The picture that’s emerging of long COVID suggests that the condition impacts about one in five adults. It’s more common among Hispanic adults than among people who identify as Black, Asian, or White. It’s also more common among those who identify as other races or multiple races, according survey data collected by the CDC.

It’s hard to say how accurate this snapshot is because researchers need to do a better job of identifying and following people with long COVID, said Monica Verduzco-Gutierrez, MD, chair of rehabilitation medicine and director of the COVID-19 Recovery Clinic at the University of Texas Health Science Center at San Antonio. A major limitation of surveys like the ones done by the CDC to monitor long COVID is that only people who realize they have the condition can get counted.

“Some people from historically marginalized groups may have less health literacy to know about impacts of long COVID,” she said.

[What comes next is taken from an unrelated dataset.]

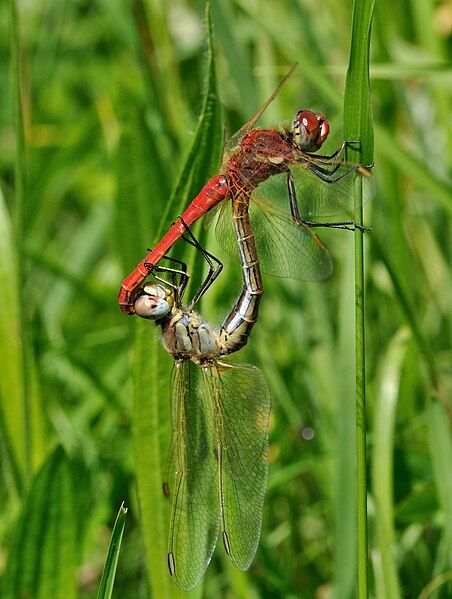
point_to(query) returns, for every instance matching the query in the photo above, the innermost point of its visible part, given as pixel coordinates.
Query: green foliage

Lack of awareness may keep people with persistent symptoms from seeking medical attention, leaving many long COVID cases undiagnosed.

When some patients do seek help, their complaints may not be acknowledged or understood. Often, cultural bias or structural racism can get in the way of diagnosis and treatment, Dr. Azola said.

“I hate to say this, but there is probably bias among providers,” she said. “For example, I am Puerto Rican, and the way we describe symptoms as Latinos may sound exaggerated or may be brushed aside or lost in translation. I think we miss a lot of patients being diagnosed or referred to specialists because the primary care provider they see maybe leans into this cultural bias of thinking this is just a Latino being dramatic.”

There’s some evidence that treatment for long COVID may differ by race even when symptoms are similar. One study of more than 400,000 patients, for example, found no racial differences in the proportion of people who have six common long COVID symptoms: shortness of breath, fatigue, weakness, pain, trouble with thinking skills, and a hard time getting around. Despite this, Black patients were significantly less likely to receive outpatient rehabilitation services to treat these symptoms.

Benjamin Abramoff, MD, who leads the long COVID collaborative for the American Academy of Physical Medicine and Rehabilitation, draws parallels between what happens with long COVID to another common health problem often undertreated among patients of color: pain. With both long COVID and chronic pain, one major barrier to care is “just getting taken seriously by providers,” he said.

“There is significant evidence that racial bias has led to less prescription of pain medications to people of color,” Dr. Abramoff said. “Just as pain can be difficult to get objective measures of, long COVID symptoms can also be difficult to objectively measure and requires trust between the provider and patient.”

Geography can be another barrier to care, said Aaron Friedberg, MD, clinical colead of the post-COVID recovery program at Ohio State University Wexner Medical Center, Columbus. Many communities hardest hit by COVID – particularly in high-poverty urban neighborhoods – have long had limited access to care. The pandemic worsened staffing shortages at many hospitals and clinics in these communities, leaving patients even fewer options close to home.

“I often have patients driving several hours to come to our clinic, and that can create significant challenges both because of the financial burden and time required to coordinate that type of travel, but also because post-COVID symptoms can make it extremely challenging to tolerate that type of travel,” Dr. Friedberg said.

Even though the complete picture of who has long COVID – and who’s getting treated and getting good outcomes – is still emerging, it’s very clear at this point in the pandemic that access isn’t equal among everyone and that many low-income and non-White patients are missing out on needed treatments, Friedberg said.

“One thing that is clear is that there are many people suffering alone from these conditions,” he said.

A version of this article first appeared on WebMD.com.